NOTES TO CONDENSED CONSOLIDATED FINANCIAL STATEMENTS
(UNAUDITED)

Note 1. Description of the Business and Basis for Presentation

     Description of the Business. Catalina Marketing Corporation, a Delaware corporation, and its subsidiaries (the “Company”), provides behavior-based communications, developed and distributed for consumer packaged goods manufacturers, pharmaceutical manufacturers and marketers, and retailers.
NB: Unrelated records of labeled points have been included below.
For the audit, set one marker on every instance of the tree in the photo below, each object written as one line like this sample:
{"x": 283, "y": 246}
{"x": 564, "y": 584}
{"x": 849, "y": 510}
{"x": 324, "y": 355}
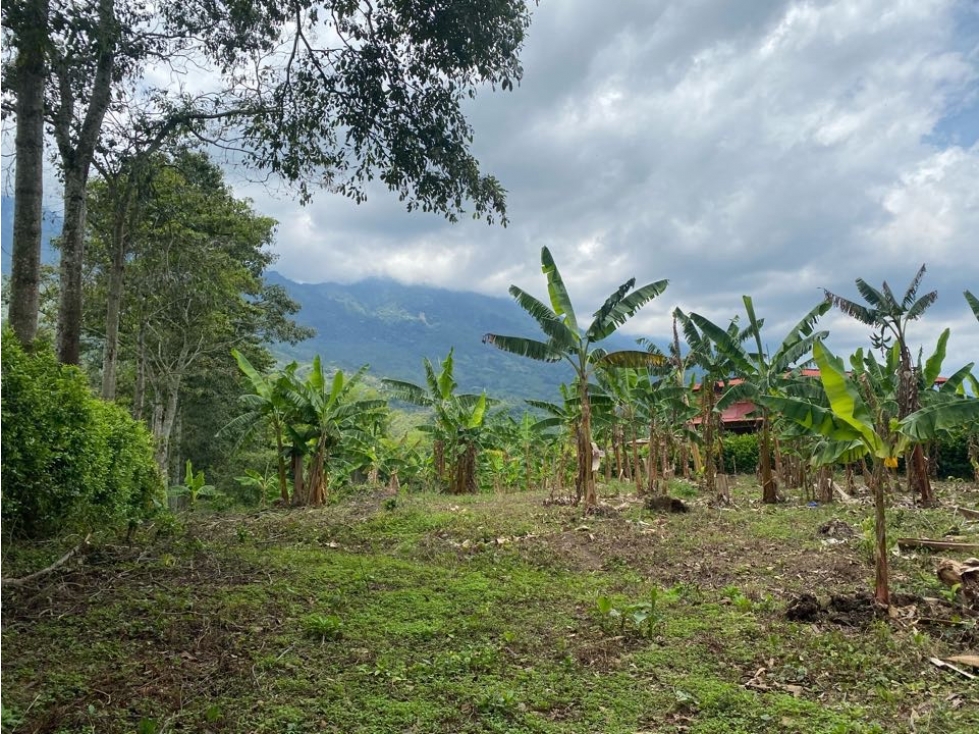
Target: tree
{"x": 29, "y": 23}
{"x": 565, "y": 341}
{"x": 973, "y": 303}
{"x": 326, "y": 413}
{"x": 384, "y": 101}
{"x": 456, "y": 424}
{"x": 862, "y": 422}
{"x": 762, "y": 374}
{"x": 890, "y": 317}
{"x": 194, "y": 286}
{"x": 266, "y": 401}
{"x": 716, "y": 367}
The Company’s primary business initially was developed to provide consumers with in-store coupons delivered based upon purchase behavior and distributed primarily in supermarkets. Today, the Company offers behavior-based, targeted-marketing services and programs globally through a variety of distribution channels. These marketing solutions, including discount coupons, loyalty marketing programs, pharmacist and patient education newsletters, compliance mailings, pharmacy counter mats, attitudinal research programs, sampling, advertising, in-store instant-win games and other consumer communications, are delivered directly to shoppers by various means. By specifying how a particular consumer transaction will “trigger” a promotion to print, manufacturers and retailers can deliver customized incentives and messages to only the consumers they wish to reach. The Company tracks actual purchase behavior and primarily uses Universal Product Code-based scanner technology to target consumers at the checkout counter and National Drug Code information to trigger delivery of a customized communication to consumers during pharmacy prescription checkout transactions.
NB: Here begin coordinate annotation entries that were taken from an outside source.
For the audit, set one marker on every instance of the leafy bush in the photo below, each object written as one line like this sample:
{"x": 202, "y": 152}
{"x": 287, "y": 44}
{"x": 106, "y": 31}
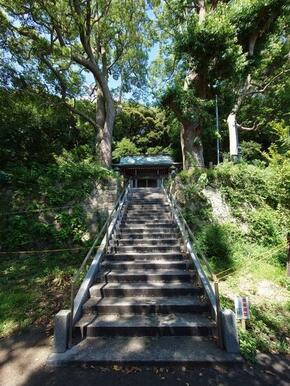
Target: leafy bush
{"x": 215, "y": 240}
{"x": 251, "y": 150}
{"x": 266, "y": 226}
{"x": 123, "y": 148}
     The Company is organized and managed by segments which include the following operations: Manufacturer Services, Catalina Health Resource (“CHR”), the international operations, which includes manufacturer services similar to those services provided in the United States (“International”), Retail Services, Japan Billboard, a billboard and outdoor media business operated in Japan (“Japan Billboard”), Direct Marketing Services (“DMS”) and Catalina Marketing Research Solutions (“CMRS”). The domestic operations of the Company include Manufacturer Services, CHR, Retail Services, DMS and CMRS. The international operations of the Company are organized and managed by country and include International and Japan Billboard. In November 2003, the Company announced its intent to divest of DMS, CMRS and Japan Billboard which were deemed not to be strategically aligned with the Company’s current core competencies. See further discussion in the Company’s Annual Report on Form 10-K for the fiscal year ended March 31, 2004, filed with the United States Securities and Exchange Commission (“SEC”) on July 15, 2004.
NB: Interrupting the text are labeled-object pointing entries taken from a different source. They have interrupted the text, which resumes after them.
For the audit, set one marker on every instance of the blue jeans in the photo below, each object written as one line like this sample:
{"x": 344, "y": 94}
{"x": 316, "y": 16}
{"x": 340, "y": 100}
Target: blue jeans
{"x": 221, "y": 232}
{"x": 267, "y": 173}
     Manufacturer Services serves the needs of domestic consumer product manufacturers, primarily within the consumer packaged goods industry. Using the Catalina Marketing Network®, this operating segment specializes in behavior-based marketing communications that are delivered at the point-of-sale. The primary service line of the Catalina Marketing Network® is the in-store delivery of promotions at the checkout lane of a retailer, typically a supermarket. Catalina Marketing links its proprietary software, computers, central databases and thermal printers with a retailer’s point-of-sale controllers and scanners. The network prints customized promotions at the point-of-sale based on product Universal Product Codes or other scanned information. The printed promotions are handed to consumers by the cashier at the end of the shopping transaction.

     CHR’s services allow pharmaceutical and consumer packaged goods manufacturers, as well as retail pharmacies, to provide consumers with condition-specific health information and direct-to-patient communications. CHR’s primary product offerings use an in-store, prescription-based targeting technology to provide targeted, direct-to-patient communications on behalf of the Company’s clients. These communication services include messages and educational information to healthcare patients at the pharmacy level throughout the Health Resource Network. The Health Resource Network is a proprietary software system with built-in targeted response capabilities. Communications are primarily delivered to patients based on prescription medications purchased which are identified by a National Drug Code symbol. Clients are able to use these communications to provide information on a wide variety of products such as over-the-counter medicines, prescription medication and other healthcare remedies and merchandise. Communications provide clinically appropriate information while maintaining patient privacy.

     International operations include in-store electronic targeted marketing services for consumers in France, Italy, the United Kingdom and Japan. The Catalina Marketing Network® operates internationally in a similar manner as the domestic business. International offers a full range of targeted marketing solutions to consumer packaged goods manufacturers and enjoys relationships with major supermarket, hypermarket and other retailers. During the second quarter of fiscal year 2004, the Company expanded its behavior-based targeted marketing capabilities in Europe by launching a pilot test in Germany.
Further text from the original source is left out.